The Sports Authority sporting goods chain is filing for Chapter 11 bankruptcy protection and closing about 140 stores, including its two stores in Kansas City, North, and Lenexa.
The retailer, based in Englewood, Colo., said Wednesday that the rest of its 463 stores will stay open and run on normal schedules while the company reorganizes its finances in bankruptcy.
It said the store closings could take up to three months, though leases for most of the closing stores are already being offered around. That’s the case for the 42,000-square-foot Kansas City store at 8980 N. Skyview Ave. in Tiffany Springs MarketCenter. Colliers International said the location was available for sublease and it expected to sign a new tenant soon.
The 47,000-square-foot Lenexa store is at 12014 W. 95th St.
Store managers at the two area locations, both of which opened in 2008, declined to comment.
Sports Authority, whose stores are in 41 states and Puerto Rico, also said it is closing two distribution centers in Denver and Chicago.
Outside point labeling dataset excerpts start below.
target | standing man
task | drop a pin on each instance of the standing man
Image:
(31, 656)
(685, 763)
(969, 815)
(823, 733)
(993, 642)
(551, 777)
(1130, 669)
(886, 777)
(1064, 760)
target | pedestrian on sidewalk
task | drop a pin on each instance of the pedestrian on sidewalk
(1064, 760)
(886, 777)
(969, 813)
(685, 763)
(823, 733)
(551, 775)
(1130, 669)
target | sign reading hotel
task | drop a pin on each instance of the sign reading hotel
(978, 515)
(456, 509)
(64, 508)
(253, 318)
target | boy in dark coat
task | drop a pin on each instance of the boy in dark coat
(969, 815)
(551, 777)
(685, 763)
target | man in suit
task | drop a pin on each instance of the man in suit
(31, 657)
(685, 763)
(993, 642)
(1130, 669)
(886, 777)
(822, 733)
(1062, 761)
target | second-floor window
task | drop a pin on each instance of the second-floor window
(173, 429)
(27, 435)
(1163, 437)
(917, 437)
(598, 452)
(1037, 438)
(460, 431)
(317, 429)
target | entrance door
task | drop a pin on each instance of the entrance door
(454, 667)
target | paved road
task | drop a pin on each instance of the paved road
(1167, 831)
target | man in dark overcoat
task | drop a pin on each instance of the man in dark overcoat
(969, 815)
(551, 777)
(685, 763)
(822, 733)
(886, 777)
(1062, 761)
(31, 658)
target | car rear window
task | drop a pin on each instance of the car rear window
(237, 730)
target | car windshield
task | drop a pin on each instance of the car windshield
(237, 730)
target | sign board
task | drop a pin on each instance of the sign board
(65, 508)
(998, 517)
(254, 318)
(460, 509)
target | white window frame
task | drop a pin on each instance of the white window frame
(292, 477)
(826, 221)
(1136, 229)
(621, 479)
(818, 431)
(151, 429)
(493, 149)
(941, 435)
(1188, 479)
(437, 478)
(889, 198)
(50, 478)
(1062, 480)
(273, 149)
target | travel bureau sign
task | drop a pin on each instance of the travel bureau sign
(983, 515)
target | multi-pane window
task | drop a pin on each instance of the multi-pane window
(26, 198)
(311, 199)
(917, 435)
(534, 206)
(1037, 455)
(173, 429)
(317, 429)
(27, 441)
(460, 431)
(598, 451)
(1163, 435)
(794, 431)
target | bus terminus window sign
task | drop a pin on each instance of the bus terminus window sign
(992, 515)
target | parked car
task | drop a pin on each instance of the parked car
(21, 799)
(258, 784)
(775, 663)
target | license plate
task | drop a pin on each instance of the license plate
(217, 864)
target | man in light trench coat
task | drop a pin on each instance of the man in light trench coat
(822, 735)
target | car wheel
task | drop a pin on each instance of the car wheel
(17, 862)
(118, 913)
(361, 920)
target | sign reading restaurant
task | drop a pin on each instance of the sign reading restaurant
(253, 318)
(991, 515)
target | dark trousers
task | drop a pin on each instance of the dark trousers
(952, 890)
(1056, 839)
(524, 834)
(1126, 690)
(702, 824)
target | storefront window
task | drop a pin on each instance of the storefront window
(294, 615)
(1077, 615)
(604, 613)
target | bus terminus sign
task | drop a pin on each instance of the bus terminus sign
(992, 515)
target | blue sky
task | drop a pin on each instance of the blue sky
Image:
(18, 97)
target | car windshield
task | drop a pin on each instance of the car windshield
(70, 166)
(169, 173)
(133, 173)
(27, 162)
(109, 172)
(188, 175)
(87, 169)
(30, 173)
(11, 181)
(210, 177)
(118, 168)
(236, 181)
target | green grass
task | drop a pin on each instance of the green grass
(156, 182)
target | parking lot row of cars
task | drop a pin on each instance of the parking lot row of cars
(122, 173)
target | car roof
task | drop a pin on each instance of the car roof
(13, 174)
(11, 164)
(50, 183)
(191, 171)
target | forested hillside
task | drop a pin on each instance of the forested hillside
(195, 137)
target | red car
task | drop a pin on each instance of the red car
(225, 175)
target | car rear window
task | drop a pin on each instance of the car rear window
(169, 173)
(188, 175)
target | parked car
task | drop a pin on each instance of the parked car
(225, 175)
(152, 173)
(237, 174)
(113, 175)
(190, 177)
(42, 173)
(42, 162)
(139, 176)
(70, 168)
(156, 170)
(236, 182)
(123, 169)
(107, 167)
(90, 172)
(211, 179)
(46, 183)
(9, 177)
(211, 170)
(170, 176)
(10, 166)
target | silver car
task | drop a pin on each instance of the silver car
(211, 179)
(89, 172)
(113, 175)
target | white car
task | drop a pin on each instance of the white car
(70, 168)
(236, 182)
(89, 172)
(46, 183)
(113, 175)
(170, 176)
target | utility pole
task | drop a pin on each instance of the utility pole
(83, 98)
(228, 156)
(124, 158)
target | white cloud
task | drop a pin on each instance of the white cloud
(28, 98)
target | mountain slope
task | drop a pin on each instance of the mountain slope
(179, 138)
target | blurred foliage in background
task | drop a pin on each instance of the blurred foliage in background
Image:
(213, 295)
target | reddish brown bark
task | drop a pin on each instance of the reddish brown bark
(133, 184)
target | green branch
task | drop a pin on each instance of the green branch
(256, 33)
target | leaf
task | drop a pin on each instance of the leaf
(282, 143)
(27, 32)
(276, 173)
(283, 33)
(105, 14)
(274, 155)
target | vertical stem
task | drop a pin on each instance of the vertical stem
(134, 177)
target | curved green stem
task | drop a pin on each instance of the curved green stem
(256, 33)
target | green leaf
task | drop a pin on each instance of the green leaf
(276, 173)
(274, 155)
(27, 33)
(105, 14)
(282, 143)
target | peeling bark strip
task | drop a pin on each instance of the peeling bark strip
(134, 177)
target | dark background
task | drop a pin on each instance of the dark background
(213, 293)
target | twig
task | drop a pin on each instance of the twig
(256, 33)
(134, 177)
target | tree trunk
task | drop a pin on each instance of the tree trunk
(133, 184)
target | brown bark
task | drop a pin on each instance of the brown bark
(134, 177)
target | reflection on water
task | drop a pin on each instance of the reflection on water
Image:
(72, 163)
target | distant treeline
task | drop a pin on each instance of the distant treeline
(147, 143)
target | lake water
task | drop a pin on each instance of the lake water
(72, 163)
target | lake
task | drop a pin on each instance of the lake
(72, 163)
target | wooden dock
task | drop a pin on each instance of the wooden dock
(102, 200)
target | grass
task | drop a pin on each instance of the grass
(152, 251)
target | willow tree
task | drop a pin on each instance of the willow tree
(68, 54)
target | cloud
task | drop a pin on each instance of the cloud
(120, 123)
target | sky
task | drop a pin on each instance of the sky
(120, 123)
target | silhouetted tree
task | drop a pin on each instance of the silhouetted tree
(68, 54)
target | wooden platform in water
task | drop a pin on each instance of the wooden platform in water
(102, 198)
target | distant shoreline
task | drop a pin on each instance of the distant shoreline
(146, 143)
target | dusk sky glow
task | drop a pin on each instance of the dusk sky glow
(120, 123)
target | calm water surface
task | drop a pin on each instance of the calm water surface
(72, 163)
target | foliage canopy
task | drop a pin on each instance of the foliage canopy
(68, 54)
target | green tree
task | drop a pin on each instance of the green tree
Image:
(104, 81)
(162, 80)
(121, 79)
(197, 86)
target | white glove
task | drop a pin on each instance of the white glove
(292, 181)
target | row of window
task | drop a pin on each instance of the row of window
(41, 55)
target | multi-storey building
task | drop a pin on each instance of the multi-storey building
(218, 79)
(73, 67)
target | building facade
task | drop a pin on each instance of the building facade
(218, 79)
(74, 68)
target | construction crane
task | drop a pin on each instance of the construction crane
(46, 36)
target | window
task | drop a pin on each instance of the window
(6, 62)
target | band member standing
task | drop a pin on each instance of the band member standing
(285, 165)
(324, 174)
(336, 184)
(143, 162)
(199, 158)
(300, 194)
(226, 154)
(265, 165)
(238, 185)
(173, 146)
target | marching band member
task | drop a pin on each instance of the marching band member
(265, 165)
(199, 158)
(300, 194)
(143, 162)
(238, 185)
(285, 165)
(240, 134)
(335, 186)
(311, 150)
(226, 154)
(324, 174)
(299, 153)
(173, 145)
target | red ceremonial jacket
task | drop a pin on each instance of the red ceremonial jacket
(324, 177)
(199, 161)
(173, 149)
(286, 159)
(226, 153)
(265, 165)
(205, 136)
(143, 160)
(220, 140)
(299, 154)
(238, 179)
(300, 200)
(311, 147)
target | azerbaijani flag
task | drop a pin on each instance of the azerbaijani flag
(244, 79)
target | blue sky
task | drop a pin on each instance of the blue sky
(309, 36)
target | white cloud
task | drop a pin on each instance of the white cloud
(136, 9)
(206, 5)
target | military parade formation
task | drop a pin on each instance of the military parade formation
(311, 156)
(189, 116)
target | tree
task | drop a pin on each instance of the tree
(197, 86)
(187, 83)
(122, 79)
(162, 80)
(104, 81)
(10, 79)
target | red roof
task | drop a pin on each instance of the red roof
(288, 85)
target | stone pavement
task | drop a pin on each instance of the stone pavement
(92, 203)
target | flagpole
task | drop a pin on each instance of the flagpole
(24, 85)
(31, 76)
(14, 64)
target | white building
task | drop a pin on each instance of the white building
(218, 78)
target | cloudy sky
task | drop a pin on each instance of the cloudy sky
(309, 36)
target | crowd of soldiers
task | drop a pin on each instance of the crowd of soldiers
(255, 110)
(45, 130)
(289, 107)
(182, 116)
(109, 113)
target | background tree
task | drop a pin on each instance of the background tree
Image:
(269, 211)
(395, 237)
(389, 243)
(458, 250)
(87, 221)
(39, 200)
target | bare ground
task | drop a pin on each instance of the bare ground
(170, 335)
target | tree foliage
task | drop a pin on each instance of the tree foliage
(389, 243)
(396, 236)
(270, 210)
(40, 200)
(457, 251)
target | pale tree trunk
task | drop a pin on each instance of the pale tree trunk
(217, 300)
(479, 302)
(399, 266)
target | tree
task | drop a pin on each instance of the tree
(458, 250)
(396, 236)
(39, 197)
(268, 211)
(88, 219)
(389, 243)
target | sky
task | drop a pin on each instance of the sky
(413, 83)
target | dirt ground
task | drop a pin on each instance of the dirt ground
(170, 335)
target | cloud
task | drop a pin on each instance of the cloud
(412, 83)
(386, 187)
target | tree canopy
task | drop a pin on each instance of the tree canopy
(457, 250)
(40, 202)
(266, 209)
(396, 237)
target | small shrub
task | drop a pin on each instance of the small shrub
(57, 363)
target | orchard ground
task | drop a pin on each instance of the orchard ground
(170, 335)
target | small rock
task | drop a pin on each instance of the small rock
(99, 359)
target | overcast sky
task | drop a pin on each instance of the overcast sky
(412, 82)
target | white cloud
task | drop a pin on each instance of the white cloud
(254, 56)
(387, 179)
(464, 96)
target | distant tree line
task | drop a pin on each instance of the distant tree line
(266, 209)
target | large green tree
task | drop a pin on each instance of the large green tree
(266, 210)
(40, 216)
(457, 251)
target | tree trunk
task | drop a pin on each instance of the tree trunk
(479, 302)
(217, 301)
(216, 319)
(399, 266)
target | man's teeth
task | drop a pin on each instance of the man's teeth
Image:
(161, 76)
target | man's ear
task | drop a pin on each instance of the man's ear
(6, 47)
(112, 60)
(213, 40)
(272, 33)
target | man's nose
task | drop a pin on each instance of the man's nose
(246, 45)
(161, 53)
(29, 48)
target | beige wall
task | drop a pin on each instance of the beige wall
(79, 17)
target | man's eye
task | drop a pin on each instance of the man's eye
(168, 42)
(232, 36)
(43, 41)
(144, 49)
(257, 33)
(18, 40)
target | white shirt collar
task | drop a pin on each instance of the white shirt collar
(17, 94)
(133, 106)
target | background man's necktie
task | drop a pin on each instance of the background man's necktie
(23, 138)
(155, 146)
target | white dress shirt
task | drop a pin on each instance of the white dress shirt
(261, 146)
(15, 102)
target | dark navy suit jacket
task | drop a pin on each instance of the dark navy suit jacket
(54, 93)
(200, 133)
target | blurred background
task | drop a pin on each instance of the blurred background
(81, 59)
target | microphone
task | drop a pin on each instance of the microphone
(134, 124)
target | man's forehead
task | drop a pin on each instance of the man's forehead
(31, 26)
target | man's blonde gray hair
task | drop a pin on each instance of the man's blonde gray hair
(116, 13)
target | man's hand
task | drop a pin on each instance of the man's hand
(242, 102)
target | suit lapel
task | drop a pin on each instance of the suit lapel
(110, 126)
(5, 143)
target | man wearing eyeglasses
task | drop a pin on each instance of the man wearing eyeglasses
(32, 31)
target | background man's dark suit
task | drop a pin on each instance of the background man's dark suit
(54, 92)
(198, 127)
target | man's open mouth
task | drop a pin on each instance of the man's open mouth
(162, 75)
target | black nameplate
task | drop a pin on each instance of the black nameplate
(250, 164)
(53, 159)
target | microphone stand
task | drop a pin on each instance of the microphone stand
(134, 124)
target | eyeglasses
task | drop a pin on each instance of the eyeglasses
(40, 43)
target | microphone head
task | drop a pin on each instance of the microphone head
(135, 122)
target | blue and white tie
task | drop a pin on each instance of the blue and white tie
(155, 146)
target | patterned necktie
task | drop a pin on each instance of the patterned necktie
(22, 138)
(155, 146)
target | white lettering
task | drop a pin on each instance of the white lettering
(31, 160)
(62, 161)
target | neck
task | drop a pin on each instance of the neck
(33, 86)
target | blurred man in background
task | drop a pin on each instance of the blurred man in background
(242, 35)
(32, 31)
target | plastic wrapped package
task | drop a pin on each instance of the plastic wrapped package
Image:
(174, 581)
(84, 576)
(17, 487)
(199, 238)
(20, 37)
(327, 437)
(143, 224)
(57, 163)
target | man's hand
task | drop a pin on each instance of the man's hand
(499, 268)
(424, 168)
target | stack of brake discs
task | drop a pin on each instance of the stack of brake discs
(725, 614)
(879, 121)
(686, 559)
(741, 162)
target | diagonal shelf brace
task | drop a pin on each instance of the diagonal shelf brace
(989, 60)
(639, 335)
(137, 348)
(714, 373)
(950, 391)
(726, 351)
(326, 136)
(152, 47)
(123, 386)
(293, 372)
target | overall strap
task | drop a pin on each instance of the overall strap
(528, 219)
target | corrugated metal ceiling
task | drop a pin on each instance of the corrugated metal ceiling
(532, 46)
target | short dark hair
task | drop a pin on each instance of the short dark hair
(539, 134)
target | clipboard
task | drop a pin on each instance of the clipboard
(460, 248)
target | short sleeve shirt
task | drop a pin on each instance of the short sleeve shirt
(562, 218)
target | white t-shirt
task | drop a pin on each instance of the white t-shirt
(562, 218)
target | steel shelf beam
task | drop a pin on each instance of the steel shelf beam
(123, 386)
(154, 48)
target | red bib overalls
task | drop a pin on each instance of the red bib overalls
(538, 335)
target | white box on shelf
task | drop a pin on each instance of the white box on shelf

Sports Authority said its website would continue to function, and the chain plans to honor warranties on items bought at its stores or online.
“We are taking this action so that we can continue to adapt our business to meet the changing dynamics in the retail industry,” CEO Michael Foss said in a written statement.
The executive said that the company needs fewer stores as consumers are increasingly shifting to online shopping.
Foss said that The Sports Authority Inc., which is privately held, has received interest from third parties that may want to invest in or buy some or all of the business. The company plans to continue evaluating all of its options, he added.
Sports Authority said that it expects to have sufficient liquidity during the Chapter 11 process when factoring in cash from operations and anticipated access to up to $595 million in debtor-in-possession financing.
The retail industry as a whole has struggled with the consumer move to online shopping, trying to find ways to lure customers to brick-and-mortar stores instead. Macy’s has opened Macy’s Backstage to go head to head with discount retailer T.J. Maxx. J.C. Penney is using store label offerings to fight against pricing pressures from online rivals and recently launched a campaign called “Get Your Penney’s Worth,” which offers certain store label items for pennies.
The Star’s Joyce Smith contributed to this report.